A New Architecture for the Fourth Industrial Revolution

Robotic arms collect pre-packaged dishes at a restaurant in Beijing, China, November 2018.  Jason Lee/REUTERS

The world today needs a new framework for global cooperation in order to preserve peace and accelerate progress. After the cataclysm of World War II, leaders designed a set of institutional structures to enable the postwar world to trade, collaborate, and avoid war—first in the West and eventually around much of the globe. Faced with a changing world, today’s leaders must undertake such a project again.

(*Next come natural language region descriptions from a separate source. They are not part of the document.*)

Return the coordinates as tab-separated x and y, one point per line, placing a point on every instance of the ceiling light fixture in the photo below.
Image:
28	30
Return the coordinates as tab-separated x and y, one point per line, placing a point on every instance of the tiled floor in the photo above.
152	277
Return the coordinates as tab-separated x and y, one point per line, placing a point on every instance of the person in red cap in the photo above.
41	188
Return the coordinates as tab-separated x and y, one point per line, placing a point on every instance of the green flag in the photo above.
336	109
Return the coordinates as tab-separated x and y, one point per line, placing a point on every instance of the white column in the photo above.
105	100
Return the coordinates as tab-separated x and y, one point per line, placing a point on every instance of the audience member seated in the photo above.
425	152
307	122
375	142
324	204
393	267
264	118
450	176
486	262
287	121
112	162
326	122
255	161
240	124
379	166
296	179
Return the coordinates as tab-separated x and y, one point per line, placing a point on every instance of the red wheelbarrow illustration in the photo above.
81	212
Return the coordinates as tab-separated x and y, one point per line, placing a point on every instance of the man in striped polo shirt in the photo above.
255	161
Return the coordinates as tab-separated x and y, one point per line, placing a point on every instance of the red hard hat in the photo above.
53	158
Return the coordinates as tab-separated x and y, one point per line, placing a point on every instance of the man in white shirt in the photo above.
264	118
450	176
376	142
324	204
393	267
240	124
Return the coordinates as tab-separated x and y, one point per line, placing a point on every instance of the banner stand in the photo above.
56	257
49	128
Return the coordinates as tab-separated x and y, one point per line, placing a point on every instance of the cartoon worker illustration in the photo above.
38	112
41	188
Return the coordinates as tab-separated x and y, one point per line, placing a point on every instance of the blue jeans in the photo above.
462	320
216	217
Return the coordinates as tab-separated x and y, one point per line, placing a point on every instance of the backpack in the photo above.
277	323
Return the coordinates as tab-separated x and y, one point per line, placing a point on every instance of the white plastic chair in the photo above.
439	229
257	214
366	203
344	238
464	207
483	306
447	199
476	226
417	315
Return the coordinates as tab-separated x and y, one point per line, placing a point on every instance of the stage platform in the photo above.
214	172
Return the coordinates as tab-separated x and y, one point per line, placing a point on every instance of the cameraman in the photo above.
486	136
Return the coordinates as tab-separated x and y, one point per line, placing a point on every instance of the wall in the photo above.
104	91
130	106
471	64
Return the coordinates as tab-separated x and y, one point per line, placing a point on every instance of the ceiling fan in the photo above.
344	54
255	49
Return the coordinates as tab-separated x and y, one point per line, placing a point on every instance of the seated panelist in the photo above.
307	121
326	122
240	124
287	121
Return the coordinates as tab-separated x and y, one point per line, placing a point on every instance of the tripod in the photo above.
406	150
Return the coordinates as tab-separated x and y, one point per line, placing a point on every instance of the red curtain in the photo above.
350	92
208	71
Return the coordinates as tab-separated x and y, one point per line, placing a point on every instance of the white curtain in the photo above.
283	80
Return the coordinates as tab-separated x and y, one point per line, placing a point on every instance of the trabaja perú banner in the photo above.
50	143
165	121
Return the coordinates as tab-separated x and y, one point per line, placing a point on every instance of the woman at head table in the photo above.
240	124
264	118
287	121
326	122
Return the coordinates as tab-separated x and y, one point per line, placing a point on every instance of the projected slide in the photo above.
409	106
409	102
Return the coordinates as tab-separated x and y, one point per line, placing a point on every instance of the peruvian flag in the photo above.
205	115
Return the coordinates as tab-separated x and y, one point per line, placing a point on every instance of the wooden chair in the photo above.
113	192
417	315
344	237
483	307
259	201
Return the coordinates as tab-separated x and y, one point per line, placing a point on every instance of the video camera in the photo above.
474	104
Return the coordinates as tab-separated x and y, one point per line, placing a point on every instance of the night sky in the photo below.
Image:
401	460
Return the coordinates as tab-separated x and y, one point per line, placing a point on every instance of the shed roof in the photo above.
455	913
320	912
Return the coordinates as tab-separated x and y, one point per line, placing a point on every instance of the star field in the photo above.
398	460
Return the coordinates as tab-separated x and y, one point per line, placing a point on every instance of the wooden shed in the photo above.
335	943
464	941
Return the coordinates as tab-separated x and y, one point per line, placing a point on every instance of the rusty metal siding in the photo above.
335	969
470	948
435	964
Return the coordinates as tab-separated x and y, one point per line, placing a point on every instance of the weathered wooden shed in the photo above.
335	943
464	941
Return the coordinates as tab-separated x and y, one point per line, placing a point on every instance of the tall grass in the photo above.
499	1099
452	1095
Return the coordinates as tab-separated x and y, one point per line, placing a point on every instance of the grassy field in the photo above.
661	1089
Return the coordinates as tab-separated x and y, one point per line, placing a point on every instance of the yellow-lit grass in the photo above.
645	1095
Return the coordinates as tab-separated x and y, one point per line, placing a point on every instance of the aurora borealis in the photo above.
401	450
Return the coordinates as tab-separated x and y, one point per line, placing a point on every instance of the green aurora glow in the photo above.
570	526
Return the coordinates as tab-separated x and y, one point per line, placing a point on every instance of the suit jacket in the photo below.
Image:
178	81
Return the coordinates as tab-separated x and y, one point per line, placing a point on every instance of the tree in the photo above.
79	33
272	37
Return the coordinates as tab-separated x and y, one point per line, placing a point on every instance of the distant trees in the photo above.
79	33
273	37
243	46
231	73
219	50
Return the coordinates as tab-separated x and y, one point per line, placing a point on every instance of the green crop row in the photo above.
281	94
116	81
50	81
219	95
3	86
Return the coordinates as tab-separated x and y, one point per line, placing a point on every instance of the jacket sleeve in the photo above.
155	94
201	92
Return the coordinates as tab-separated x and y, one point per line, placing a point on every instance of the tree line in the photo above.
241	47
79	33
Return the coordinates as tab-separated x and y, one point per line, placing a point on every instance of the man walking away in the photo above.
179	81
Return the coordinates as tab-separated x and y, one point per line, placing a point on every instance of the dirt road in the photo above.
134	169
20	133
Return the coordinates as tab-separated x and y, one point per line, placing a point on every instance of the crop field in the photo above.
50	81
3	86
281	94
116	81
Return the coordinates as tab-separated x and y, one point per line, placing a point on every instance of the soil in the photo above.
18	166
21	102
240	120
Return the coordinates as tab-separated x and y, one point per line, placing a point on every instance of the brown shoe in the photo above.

This time around, however, the change is not just geopolitical or economic in nature. The Fourth Industrial Revolution—the complete digitization of the social, the political, and the economic—is tugging at the very fabric of society, changing the way that individuals relate to one another and to the world at large. In this era, economies, businesses, communities, and politics are being fundamentally transformed.

Reforming existing processes and institutions will not be enough. Government leaders, supported by civil society and businesses, have to collectively create a new global architecture. If they wait, or simply apply a “quick fix” to repair the deficiencies of outdated systems, the forces of change will naturally develop their own momentum and rules, and thus limit our ability to shape a positive outcome.


In the decades after 1945, the world’s economies underwent an ambitious process of integration. Western Europe led the charge, charting unprecedented growth rates as it aimed for an “ever closer union.” Japan and the “Asian Tigers” followed, gaining access to global markets and supersizing their economies. By the early 2000s, the BRICs economies—Brazil, Russia, India, China, and South Africa—had spurred international trade to levels previously unseen; exports now count for about one-fifth of global GDP—the highest level in history. Throughout, the United States played a leading role, setting up the institutional structures that underpinned the global system, securing trade routes, and pumping wealth into foreign markets.

Today, this megaengine of globalization seems to be slowing down. As a percentage of GDP, trade is no longer rising. Worse still, the free-market consensus is unraveling.